I know, I’m totally not with the program, but I’ve got an existing Nethserver 7 box with Nextcloud, that we share files with customers on. You can see below that my problem is I’ve run out of space at mount point /, but the SSD has 400GB available at mount point /home. Since Nextcloud data is stored at /var/lib/nethserver/nextcloud, my customer’s files are taking up a lot of space and we’ve capped it now. I have never reallocated space, so I don’t know how. Is there a way to reallocate that 400GB and give a bunch more space to /var/lib/nethserver/nextcloud? Thanks for any help you can offer.

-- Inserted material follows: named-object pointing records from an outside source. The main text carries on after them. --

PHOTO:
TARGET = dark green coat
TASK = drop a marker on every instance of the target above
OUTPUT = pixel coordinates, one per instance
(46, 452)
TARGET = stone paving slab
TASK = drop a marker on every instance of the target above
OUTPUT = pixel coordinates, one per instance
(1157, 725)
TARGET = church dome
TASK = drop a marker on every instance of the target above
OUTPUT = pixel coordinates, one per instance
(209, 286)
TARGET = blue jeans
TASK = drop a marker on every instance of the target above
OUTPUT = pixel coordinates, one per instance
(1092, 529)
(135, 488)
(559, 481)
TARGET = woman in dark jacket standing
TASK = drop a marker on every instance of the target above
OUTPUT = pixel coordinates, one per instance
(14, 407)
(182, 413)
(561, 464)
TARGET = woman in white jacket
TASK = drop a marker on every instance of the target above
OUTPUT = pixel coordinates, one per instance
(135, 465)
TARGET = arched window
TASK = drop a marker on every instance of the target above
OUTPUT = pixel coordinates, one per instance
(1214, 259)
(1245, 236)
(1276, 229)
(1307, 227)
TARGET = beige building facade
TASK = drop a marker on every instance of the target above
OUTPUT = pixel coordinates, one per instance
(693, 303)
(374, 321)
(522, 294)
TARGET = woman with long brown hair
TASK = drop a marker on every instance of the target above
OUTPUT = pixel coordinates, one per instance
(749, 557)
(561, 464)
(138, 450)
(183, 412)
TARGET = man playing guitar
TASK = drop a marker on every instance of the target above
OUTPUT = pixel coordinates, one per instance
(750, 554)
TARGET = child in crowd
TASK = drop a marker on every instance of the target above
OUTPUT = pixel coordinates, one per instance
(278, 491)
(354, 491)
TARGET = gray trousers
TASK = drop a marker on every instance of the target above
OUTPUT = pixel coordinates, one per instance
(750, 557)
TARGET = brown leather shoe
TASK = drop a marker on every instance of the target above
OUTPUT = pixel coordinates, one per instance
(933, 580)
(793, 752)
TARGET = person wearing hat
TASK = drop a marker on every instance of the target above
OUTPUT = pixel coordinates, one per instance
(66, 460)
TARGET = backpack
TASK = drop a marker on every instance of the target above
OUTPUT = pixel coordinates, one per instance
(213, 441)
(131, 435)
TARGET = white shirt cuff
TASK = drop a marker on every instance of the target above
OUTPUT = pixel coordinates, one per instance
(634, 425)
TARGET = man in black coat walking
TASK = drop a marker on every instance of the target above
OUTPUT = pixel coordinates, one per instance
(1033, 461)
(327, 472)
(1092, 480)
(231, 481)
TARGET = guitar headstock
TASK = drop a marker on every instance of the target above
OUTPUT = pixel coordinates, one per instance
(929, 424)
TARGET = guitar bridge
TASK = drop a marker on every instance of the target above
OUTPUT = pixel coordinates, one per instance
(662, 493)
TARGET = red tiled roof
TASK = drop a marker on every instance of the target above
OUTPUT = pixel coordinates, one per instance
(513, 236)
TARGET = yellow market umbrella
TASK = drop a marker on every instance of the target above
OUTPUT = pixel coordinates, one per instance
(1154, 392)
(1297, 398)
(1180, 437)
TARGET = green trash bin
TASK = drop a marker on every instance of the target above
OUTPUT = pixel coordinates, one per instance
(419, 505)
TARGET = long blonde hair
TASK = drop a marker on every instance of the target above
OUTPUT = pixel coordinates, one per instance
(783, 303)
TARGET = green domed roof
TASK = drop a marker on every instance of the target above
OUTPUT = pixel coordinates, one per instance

I plan on getting a new box going with the latest Nethserver and Nextcloud, in the new year, but that doesn’t help me now.
I was reading your link, Markus, and it got me wondering…Do you think there will be a permissions issue with the data in the /home directory? That it could be an obstacle to users transferring files?
In my tests with the symlink newly created users had no example files but for existing users it worked. It was possible to create new files.
I recommend a backup before you try something.
Well, it’s working after doing Markus’ suggestions. If it ain’t broke…However, when I go to storage in NS7 Cockpit’s System config, then try to add an LV, the most it will let me add is 4MB.Would I need to get rid of the /Home volume to free up more, then add it to the / (root) volume? I plan on going to a Nextcloud install on an NS8 VM, on Proxmox, first part of ‘26, so I’m just needing to get by until then. That’s provided those installs go smoothly and I get them running sooner than later. I’d rather not mess things up in the meantime. Thanks for the input tho.
actually you need to add a volume to the volume group before (read : add storage). Then you can grow the LV which will span on the two volumes, and finally resize2fsor xfs_grow . That’s quite neat.
In your case I think you could simply remove the unused /home partition and affect the free space to the /root part using gparted as @mrmarkus said but that’s not a trivial task (did I mention the word backupS ?).
For Proxmox I would certainly choose ZFS. I at the blue pill this summer, it took me a lot of investment and experiments but that’s definitively worth it. I could help if you want and share my installation notes (bare metal, Debian, and proxmox on it from scratch - pretty exciting).